La décision de suspendre la BBC au Rwanda jugée «disproportionnée»

Le Rwanda a suspendu temporairement ses programmes de la BBC en kinyarwanda.
© REUTERS/Olivia Harris

La BBC a réagi samedi à la décision du Rwanda de suspendre temporairement ses programmes radio en kinyarwanda à la suite de la diffusion sur une des chaînes du service public audiovisuel britannique d’un documentaire controversé sur le génocide de 1994. Les responsables de la BBC ont estimé que cette décision était « disproportionnée ». « L’Histoire jamais contée du Rwanda » a provoqué de vives critiques. Le président rwandais a lui-même accusé la BBC de nier le génocide.

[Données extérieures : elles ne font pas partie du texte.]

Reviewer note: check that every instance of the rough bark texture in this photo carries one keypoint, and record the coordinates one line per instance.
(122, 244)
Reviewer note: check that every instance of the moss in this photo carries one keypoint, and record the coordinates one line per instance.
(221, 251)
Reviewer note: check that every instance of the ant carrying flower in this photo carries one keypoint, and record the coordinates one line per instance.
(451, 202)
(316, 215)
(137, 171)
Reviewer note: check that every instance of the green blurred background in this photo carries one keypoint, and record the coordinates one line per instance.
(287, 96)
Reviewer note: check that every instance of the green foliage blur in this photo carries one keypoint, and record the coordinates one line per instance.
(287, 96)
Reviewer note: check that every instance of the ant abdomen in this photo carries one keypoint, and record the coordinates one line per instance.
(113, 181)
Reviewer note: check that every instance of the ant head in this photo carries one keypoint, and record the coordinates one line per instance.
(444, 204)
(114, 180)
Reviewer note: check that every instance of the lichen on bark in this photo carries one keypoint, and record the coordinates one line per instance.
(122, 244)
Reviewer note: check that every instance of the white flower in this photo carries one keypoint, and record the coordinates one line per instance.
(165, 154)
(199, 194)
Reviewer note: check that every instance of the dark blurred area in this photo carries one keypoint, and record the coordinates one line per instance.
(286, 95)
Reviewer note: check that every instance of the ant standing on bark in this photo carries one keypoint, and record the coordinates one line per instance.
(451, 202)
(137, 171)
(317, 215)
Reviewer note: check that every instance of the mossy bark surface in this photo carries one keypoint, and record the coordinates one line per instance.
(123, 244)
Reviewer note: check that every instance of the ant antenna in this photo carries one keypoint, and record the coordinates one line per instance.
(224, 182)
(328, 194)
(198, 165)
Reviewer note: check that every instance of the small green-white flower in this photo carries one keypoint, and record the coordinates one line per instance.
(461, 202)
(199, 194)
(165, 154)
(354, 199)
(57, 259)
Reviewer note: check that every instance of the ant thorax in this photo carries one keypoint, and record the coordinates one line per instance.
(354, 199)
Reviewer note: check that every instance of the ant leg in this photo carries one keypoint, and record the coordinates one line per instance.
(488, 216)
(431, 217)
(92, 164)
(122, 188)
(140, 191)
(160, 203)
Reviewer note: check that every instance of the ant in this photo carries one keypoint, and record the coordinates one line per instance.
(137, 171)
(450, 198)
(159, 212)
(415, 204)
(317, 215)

« Nous sommes surpris et déçus que le gouvernement rwandais ait suspendu » des programmes de la BBC. « Nous considérons cette action comme injustifiée et disproportionnée », a déclaré à RFI un porte-parole de du service public audiovisuel britannique.

La BBC a une nouvelle fois réfuté les accusations de négation du génocide qui pèsent sur son documentaire, estimant que le programme apportait « une contribution précieuse à la compréhension de l'histoire tragique du pays et de la région ». La BBC rappelle avoir, à plusieurs reprises, proposé au gouvernement rwandais d’apparaître dans le documentaire incriminé, mais que toutes ses demandes avaient été rejetées. Elle a toutefois assuré qu’elle continuerait à diffuser les réactions des autorités rwandaises à ce sujet.

Pendant ce temps là, au Rwanda, c’est la RMC, ma jeune et indépendante commission rwandaise représentant et régulant les médias qui a réagi. La RMC a jugé la décision de l’autorité étatique, la RURA, « illégale ». « Pour toute prise de décision sur des sanctions envers un média, nous devons faire des recommandations, rappelle Fred Muvunyi, le président de la RMC. Cela n’a pas été le cas, car la RURA ne nous a pas consultés. Donc, selon notre analyse, il était illégal de prendre cette décision, car selon la loi nous devons travailler ensemble ».

La liberté de la presse attaquée

Fred Muvunyi a répété que le documentaire était insultant et déformait l’histoire du génocide, mais que cependant, la décision prise par les autorités rwandaises était prématurée. Que la RURA contrevenait à la liberté de la presse en fermant des programmes de la BBC avant qu’une enquête ne soit menée.

Frank Habineza, le président du Parti démocratique vert, un parti d’opposition rwandais, a estimé pour sa part que la décision des autorités du pays de suspendre partiellement la BBC était « une attaque à la liberté de la presse ». Frank Habineza a appelé sur le réseau social Twitter à une réouverture immédiate des programmes de la BBC.

Le département d’Etat américain a également réagi estimant que la meilleure façon de répondre à toutes « inexactitudes factuelles » du documentaire était « de faciliter le débat public et l’exercice du droit de réponse » et non pas de fermer les médias. Et il a exhorté le gouvernement à « protéger la fondamentale liberté d’expression en protégeant la liberté d’expression et une presse indépendante ».